Esta mañana descubrí alarmado que el manuscrito digital de un libro de cuentos que escribí hace tiempo, había desaparecido de mi computadora. Llamé a mi hermano, que alguna vez tuvo a bien hacer un respaldo de todos mis archivos, y le pregunté por él. “Sí, aquí lo tengo”, respondió con tranquilidad. “Pero no te preocupes, ya está en la nube”.

En Elogio primitivo del iPod, el escritor mexicano Juan Villoro asegura: “Lo decisivo del iPod es que ha reinventado la soledad. Las reuniones primigenias ocurrían en torno al fuego. Con el tiempo el hombre aprendió a domesticarlo y a llevárselo consigo. (…) Si el tocadiscos fue una variante de la chimenea, el iPod es puro humo, fuego transportable”.

Lo que vale la pena llevar consigo, lo que puede transportarse, requiere de un estuche, una caja, un contenedor, algo que pueda protegerlo y sea, al mismo tiempo, sencillo de cargar. Si el diminuto iPod es una hoguera móvil, la nube entonces es la leña con la que arde, leña que no hay que talar ni cargar sobre los hombros o la espalda, sino imaginar y fabricar todos los días.
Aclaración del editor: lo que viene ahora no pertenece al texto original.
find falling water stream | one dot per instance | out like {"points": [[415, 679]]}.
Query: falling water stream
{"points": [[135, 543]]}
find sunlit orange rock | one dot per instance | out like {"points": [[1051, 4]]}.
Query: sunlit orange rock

En el pasado un cazador portaba consigo flechas, cuchillos, lanzas. En un presente cercano un soldado guardaba en su backpack municiones, armas, utensilios, comida, medicinas, una foto de su familia. En los días que corren llevamos anticonceptivos, toda la discografía de Los Beatles, herramientas para la bicicleta, el auto, las tablets, los iPods o la computadora. Y unos cuantos cuadernos de notas para escribir (quienes escribimos).

Cargamos al mundo, nuestro mundo, como si fuésemos un semi-dios rebelde condenado por la eternidad. Pero, a pesar de ello, nos movemos con una libertad que jamás tendrá Atlas, aquel Titán cuyo castigo por rebelarse a Zeus supuso sostener el cielo sobre el Mundo.

Han pasado 40 años desde aquel día en que mi padre me dijo: “A partir de hoy cargarás tú mismo tu mochila”.

Me duele la espalda, y mucho, pero aún soy el pilar que mantiene el equilibrio entre la Tierra y la bóveda celestial.

Un hombre lego con una backpack sobre los hombros. Que se dirige a todos lados y a ninguna parte.